Maar welke taal is goed voor wat? Wie zou welke moeten kiezen? Het hangt van verschillende dingen af:

  • de taken waar je aan werkt;
  • de tools waarmee je werkt; en
  • je doel met de opgegeven taal.

In dit artikel zal ik al deze vragen beantwoorden en een overzicht geven van de vier populairste talen voor professionals in digitale analyse.

Maar eerst … Waarom hebben we meer dan één programmeertaal?

Ten eerste zijn er historische redenen. Ze lijken op waarom we verschillende talen spreken in verschillende landen. Python, SQL, JavaScript en Bash zijn gemaakt door verschillende computerwetenschappers in verschillende omstandigheden. Uiteindelijk, toen andere mensen deze talen begonnen te gebruiken, vonden ze hun eigen manier om te groeien.

De tweede reden is belangrijker. Python, SQL, JavaScript en Bash zijn goed in verschillende dingen. U kunt sommige taken in JavaScript oplossen die u nooit in SQL zou kunnen oplossen. Het is bijvoorbeeld eenvoudig om voorspellingen te maken in Python, maar echt moeilijk in Bash.

Elke taal heeft zijn voor- en nadelen, dus u moet verstandig kiezen op basis van de vragen die u wilt laten beantwoorden.
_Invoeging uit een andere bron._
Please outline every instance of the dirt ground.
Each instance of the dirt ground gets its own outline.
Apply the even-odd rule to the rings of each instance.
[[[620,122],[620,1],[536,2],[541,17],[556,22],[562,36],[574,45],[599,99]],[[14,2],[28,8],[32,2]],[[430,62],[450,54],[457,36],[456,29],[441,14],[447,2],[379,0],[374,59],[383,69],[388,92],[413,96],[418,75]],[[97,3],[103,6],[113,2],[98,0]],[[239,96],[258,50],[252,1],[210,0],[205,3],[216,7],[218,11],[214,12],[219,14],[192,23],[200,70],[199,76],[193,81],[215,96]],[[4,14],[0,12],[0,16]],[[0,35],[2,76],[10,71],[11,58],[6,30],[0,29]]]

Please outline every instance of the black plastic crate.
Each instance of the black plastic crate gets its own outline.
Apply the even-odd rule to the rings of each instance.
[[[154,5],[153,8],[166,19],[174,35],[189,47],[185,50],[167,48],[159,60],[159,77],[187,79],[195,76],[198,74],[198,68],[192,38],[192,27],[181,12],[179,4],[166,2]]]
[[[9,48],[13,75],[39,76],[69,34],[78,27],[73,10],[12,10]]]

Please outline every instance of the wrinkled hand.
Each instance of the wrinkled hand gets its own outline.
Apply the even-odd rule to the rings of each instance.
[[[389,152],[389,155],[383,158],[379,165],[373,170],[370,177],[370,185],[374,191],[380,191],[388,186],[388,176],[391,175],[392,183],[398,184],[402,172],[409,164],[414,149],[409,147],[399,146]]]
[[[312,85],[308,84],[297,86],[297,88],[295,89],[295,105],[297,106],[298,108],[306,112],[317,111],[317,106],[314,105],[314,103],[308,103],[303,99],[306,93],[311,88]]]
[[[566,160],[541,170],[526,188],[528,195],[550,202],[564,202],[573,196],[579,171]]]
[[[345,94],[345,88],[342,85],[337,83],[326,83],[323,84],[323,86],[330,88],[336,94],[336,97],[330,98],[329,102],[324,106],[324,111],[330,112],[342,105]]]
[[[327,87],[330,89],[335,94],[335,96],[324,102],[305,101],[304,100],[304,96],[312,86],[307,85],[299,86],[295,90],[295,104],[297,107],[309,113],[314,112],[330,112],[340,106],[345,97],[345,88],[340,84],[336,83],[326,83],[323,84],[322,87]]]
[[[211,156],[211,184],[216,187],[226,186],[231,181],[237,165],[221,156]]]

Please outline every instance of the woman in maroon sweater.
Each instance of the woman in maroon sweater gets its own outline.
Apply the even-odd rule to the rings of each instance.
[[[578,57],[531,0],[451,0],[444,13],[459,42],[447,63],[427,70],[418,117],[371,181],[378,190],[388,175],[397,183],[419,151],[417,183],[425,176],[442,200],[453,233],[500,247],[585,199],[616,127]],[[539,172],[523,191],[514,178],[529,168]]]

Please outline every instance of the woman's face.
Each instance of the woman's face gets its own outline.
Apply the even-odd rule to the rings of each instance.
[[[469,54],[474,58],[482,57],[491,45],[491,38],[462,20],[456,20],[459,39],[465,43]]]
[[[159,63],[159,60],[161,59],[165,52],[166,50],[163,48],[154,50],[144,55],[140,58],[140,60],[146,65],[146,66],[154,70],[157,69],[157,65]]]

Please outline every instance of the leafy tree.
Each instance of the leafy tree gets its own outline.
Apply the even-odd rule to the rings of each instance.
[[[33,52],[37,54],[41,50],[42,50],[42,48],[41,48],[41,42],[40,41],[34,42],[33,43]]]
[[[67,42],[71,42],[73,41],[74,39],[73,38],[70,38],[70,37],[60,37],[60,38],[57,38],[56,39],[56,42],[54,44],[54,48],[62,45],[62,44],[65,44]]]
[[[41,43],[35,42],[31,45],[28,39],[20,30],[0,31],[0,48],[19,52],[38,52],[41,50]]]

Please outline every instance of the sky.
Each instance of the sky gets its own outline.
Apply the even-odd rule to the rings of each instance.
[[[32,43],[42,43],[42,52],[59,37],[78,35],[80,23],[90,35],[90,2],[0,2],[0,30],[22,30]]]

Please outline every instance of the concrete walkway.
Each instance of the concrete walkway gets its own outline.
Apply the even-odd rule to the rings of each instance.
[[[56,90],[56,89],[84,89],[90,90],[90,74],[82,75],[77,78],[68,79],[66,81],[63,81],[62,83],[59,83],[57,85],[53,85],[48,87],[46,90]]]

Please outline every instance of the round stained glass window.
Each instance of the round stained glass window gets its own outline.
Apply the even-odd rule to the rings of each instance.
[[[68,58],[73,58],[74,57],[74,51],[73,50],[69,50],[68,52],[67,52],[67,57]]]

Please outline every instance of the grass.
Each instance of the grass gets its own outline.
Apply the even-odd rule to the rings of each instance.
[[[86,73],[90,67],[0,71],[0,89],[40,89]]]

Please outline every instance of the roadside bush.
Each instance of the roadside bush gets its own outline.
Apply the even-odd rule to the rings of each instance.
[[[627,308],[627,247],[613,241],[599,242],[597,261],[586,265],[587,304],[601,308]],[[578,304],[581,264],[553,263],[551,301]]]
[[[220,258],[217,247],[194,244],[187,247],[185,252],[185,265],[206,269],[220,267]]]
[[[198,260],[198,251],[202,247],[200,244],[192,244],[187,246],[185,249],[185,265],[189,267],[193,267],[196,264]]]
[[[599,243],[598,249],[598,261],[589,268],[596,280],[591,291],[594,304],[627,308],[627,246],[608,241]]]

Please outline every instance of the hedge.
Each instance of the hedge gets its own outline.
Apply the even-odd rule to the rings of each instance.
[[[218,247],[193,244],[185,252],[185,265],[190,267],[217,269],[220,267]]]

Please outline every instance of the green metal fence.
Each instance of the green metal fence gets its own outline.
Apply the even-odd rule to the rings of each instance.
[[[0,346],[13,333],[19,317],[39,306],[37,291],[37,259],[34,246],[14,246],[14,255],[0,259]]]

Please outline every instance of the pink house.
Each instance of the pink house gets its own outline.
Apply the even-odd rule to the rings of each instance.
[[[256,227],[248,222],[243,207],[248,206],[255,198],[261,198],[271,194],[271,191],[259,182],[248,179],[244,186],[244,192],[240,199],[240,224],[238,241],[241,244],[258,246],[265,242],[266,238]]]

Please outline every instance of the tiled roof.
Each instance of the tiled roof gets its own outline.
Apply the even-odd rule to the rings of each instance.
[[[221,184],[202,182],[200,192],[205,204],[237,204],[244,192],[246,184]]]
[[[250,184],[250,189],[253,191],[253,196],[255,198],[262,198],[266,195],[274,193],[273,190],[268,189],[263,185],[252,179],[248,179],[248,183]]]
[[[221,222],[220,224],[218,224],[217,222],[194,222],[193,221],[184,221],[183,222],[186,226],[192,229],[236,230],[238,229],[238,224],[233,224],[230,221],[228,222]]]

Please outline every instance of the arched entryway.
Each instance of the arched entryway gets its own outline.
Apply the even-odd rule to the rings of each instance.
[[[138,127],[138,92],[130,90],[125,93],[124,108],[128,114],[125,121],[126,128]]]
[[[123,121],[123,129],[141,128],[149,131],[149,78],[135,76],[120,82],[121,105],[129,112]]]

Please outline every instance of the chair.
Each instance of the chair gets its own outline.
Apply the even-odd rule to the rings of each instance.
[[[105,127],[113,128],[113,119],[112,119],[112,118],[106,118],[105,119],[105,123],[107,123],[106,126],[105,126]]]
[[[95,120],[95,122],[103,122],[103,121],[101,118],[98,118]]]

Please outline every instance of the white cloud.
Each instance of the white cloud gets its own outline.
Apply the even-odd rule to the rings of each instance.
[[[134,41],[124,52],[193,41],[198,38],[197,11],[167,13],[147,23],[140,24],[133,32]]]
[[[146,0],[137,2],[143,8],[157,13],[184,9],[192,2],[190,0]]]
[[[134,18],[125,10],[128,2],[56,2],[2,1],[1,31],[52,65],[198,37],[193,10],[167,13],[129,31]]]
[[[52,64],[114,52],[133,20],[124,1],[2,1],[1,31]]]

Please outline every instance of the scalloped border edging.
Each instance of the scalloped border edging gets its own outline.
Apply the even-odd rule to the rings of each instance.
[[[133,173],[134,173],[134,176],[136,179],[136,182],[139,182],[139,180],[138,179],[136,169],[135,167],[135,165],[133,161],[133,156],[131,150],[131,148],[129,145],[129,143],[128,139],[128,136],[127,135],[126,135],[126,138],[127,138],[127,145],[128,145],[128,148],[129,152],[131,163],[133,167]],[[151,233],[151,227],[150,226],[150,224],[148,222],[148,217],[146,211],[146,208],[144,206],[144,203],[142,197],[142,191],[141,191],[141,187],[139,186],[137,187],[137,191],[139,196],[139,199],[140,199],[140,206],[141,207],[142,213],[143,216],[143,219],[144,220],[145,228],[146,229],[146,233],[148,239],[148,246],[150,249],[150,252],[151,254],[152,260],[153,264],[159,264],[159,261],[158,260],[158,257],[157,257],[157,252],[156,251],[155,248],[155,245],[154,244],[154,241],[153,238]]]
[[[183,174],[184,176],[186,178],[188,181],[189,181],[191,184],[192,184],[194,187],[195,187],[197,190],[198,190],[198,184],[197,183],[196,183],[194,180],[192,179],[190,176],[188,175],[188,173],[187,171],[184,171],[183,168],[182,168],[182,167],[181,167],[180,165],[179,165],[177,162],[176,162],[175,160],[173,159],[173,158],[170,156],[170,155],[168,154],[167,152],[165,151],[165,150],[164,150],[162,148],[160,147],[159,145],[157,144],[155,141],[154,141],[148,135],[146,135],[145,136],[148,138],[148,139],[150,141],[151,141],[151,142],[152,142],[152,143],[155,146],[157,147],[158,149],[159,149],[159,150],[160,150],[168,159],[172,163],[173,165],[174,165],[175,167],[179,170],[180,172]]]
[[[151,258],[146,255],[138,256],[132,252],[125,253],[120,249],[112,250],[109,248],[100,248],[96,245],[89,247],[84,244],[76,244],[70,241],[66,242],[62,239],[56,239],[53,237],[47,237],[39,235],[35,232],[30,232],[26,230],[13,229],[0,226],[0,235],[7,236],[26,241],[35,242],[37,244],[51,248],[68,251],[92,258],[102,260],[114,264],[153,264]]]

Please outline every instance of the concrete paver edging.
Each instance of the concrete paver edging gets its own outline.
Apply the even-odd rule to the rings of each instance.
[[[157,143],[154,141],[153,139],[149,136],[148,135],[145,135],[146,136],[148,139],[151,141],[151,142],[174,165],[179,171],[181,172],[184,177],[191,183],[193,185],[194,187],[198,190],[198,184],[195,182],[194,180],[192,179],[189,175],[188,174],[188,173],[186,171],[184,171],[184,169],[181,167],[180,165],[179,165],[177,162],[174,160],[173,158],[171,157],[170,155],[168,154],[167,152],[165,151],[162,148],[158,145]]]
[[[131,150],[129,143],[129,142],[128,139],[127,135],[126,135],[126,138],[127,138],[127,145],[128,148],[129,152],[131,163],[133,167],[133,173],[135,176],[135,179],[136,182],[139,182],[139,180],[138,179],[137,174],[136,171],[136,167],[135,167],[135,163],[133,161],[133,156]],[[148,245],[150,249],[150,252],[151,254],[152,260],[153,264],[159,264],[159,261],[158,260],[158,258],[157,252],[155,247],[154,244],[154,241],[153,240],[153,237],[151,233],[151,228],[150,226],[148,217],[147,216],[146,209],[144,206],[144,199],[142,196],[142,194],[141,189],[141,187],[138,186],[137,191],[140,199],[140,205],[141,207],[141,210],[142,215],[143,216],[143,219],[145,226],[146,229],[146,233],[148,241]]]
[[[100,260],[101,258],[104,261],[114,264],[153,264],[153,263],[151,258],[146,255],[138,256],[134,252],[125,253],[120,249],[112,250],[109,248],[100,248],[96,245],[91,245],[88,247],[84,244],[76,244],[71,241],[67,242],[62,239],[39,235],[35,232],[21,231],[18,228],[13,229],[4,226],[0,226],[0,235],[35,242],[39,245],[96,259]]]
Laten we de talen één voor één bekijken!

SQL

Beste in : data-analyse; snelle en eenvoudige gegevensvragen, zelfs op datasets met meerdere miljoenen regels; op een efficiënte manier met gegevenstabellen samenwerken

Marketingdoelen: toegang tot diepgaande gebruikersgegevens uit de database van uw bedrijf; uitvoeren van geavanceerde query’s op Google Analytics-gegevens, enz.

Moeilijkheidsgraad : 3/10

Ga aan de slag met : SQL For Data Analysis Tutorial Series

SQL is een relatief eenvoudige taal. Het staat voor “Structured Query Language”, maar ik noem het graag “Excel op steroïden” – het benadrukt de essentie. SQL is geweldig voor het uitvoeren van query’s op hele grote tabellen (zelfs tabellen met meer dan 10 miljoen rijen). Het kan een enorme klus geklaard krijgen, soms in seconden, terwijl Excel vaak kielt met slechts een paar honderdduizend rijen.

Het efficiënt omgaan met datasets van miljoenen regels is een van de grootste bevoegdheden van SQL en het is de belangrijkste reden dat veel bedrijven een aanzienlijk deel van hun gegevens opslaan in dit formaat. De wisselwerking is dat SQL geen gebruikersvriendelijke point-en-click-interface heeft; we moeten toegang hebben tot onze gegevens door op code gebaseerde query’s te schrijven.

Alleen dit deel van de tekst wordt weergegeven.